For the infrastructure layer, investor focus has centered around whether there will be a near-term mismatch between market expectations on AI capex and computing demand, in the event of significant improvements in cost/model computing efficiencies. For Chinese cloud/data center players, we continue to believe the focus for 2025 will center around chip availability and the ability of CSP (cloud service providers) to deliver improving revenue contribution from AI-driven cloud revenue growth, and beyond infrastructure/GPU renting, how AI workloads & AI related services could contribute to growth and margins going forward. We remain positive on long-term AI computing demand growth as a further lowering of computing/training/inference costs could drive higher AI adoption. See also Theme #5 of our key themes report for our base/bear scenarios for BBAT capex estimates depending on chip availability, where we expect aggregate capex growth of BBAT to continue in 2025E in our base case (GSe: +38% yoy) albeit at a slightly more moderate pace vs. a strong 2024 (GSe: +61% yoy), driven by ongoing investment into AI infrastructure.
J.P.Morgan
Above all, much is made of DeepSeek’s research papers, and of their models’ efficiency. It’s unclear to what extent DeepSeek is leveraging High-Flyer’s ~50k hopper GPUs (similar in size to the cluster on which OpenAI is believed to be training GPT-5), but what seems likely is that they’re dramatically reducing costs (inference costs for their V2 model, for example, are claimed to be 1/7 that of GPT-4 Turbo). Their subversive (though not new) claim – that started to hit the US AI names this week – is that “more investments do not equal more innovation.” Liang: “Right now I don’t see any new approaches, but big firms do not have a clear upper hand. Big firms have existing customers, but their cash-flow businesses are also their burden, and this makes them vulnerable to disruption at any time.” And when asked about the fact that GPT5 has still not been released: “OpenAI is not a god, they won’t necessarily always be at the forefront.”
UBS
Throughout 2024, the first year we saw massive AI training workload in China, more than 80-90% IDC demand was driven by AI training and concentrated in 1-2 hyperscaler customers, which translated to wholesale hyperscale IDC demand in relatively remote area (as power-consuming AI training is sensitive to utility cost rather than user latency).

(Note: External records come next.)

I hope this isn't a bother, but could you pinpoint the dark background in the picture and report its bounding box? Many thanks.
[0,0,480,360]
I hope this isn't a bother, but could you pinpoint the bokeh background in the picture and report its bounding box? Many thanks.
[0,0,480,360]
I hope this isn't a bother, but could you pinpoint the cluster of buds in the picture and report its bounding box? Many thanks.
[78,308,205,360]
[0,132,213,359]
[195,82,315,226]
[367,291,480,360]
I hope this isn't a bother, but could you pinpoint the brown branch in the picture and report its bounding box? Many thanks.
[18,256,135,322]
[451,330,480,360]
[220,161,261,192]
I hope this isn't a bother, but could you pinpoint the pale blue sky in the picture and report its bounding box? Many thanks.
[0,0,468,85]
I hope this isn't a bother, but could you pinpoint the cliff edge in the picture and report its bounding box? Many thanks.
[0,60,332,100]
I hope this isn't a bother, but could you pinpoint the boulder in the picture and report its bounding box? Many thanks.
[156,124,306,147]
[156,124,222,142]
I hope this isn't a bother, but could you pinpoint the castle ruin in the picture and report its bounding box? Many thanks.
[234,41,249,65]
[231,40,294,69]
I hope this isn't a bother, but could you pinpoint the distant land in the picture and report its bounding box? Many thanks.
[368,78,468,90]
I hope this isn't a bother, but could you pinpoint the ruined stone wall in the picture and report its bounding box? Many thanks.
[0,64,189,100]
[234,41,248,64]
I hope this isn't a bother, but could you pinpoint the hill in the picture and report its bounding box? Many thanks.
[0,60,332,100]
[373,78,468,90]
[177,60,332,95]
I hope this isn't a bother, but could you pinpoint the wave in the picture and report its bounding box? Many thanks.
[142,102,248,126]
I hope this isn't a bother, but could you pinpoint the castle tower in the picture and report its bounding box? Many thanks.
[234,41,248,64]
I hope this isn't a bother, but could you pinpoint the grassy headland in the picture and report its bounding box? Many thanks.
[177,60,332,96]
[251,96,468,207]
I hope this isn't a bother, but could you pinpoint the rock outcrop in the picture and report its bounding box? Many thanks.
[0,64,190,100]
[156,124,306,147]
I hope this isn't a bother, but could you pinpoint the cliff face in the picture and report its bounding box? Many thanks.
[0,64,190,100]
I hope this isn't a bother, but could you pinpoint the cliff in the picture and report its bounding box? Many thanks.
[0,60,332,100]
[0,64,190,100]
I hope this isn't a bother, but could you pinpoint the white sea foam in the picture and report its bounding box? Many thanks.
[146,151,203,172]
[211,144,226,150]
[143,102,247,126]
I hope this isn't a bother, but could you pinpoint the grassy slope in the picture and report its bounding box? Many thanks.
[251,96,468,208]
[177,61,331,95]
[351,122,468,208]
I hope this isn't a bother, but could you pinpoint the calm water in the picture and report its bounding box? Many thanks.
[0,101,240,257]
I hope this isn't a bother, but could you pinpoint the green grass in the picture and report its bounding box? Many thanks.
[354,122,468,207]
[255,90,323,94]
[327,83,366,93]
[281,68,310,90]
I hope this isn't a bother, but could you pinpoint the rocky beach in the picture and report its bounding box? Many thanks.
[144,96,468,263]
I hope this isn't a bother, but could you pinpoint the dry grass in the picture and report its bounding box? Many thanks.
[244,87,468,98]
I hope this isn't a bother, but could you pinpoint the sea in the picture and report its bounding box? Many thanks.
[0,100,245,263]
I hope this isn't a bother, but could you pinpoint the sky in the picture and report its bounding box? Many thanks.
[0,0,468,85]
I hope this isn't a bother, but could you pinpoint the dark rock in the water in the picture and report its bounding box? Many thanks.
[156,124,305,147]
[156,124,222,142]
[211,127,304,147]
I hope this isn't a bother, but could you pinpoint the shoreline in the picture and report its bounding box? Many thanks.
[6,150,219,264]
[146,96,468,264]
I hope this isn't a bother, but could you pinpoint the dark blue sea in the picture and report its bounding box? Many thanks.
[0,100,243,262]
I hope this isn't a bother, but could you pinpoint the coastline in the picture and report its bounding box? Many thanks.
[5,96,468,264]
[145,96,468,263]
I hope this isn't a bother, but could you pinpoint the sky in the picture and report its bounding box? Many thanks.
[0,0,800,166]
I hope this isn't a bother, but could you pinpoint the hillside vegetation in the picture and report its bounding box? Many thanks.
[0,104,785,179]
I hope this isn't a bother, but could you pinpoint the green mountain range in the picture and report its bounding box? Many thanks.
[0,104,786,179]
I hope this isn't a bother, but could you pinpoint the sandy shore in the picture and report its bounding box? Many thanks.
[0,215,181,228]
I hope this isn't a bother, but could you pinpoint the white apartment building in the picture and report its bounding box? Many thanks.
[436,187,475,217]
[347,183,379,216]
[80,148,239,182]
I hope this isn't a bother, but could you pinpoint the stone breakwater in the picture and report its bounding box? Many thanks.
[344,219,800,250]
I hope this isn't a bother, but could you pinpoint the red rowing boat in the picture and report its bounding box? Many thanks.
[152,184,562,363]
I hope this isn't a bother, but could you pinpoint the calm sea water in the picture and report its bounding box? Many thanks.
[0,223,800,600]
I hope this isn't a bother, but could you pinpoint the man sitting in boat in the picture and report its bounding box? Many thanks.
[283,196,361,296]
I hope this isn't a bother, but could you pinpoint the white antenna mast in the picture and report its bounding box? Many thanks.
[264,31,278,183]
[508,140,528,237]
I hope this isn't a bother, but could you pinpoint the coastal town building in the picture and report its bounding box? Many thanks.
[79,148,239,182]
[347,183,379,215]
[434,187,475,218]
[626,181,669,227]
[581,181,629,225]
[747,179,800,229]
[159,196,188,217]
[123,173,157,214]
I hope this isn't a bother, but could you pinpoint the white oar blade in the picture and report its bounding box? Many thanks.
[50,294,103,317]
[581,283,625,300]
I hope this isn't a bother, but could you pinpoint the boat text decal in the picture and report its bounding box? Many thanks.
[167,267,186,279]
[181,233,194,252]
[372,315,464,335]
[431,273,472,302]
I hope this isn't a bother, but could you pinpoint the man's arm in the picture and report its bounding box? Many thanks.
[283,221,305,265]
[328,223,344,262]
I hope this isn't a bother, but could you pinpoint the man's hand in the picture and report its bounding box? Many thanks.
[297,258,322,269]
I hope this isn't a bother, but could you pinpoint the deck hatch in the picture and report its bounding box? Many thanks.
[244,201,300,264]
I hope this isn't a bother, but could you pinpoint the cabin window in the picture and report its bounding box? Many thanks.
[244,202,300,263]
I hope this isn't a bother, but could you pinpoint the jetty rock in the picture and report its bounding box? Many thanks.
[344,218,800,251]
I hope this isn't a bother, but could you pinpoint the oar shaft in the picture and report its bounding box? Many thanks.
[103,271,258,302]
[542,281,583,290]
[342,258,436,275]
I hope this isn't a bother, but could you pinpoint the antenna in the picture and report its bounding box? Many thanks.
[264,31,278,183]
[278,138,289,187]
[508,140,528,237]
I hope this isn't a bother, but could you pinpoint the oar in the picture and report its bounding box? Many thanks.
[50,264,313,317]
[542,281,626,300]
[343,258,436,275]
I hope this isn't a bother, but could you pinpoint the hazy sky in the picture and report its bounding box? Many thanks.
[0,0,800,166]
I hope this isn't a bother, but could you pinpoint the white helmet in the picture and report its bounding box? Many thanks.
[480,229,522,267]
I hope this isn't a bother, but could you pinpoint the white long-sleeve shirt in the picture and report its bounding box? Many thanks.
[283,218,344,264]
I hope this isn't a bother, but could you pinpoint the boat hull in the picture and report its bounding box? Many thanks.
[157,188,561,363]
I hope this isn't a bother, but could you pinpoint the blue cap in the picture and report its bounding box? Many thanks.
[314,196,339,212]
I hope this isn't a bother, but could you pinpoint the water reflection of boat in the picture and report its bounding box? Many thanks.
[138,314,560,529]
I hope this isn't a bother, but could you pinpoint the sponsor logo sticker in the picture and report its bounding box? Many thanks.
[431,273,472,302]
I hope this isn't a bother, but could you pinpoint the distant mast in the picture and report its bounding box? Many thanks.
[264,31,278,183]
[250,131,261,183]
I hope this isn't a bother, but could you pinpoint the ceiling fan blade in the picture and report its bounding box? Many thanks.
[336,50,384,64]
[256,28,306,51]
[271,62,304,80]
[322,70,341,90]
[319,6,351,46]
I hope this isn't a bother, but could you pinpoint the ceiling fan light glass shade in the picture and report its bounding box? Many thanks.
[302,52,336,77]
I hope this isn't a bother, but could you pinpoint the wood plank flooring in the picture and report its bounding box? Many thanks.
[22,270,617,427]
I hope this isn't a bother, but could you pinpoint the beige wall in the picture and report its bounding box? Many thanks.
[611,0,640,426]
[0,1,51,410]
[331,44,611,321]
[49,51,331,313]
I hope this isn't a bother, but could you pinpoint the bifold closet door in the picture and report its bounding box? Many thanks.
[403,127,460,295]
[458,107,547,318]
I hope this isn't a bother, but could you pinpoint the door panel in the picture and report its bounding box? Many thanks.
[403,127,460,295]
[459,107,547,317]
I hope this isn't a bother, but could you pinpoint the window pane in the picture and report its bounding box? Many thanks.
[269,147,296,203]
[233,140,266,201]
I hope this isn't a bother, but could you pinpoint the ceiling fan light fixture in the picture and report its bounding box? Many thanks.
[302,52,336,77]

If AI training and inference cost is significantly lower, we would expect more end users would leverage AI to improve their business or develop new use cases, especially retail customers. Such IDC demand means more focus on location (as user latency is more important than utility cost), and thus greater pricing power for IDC operators that have abundant resources in tier 1 and satellite cities. Meanwhile, a more diversified customer portfolio would also imply greater pricing power.
We’ll update the story as more analysts react.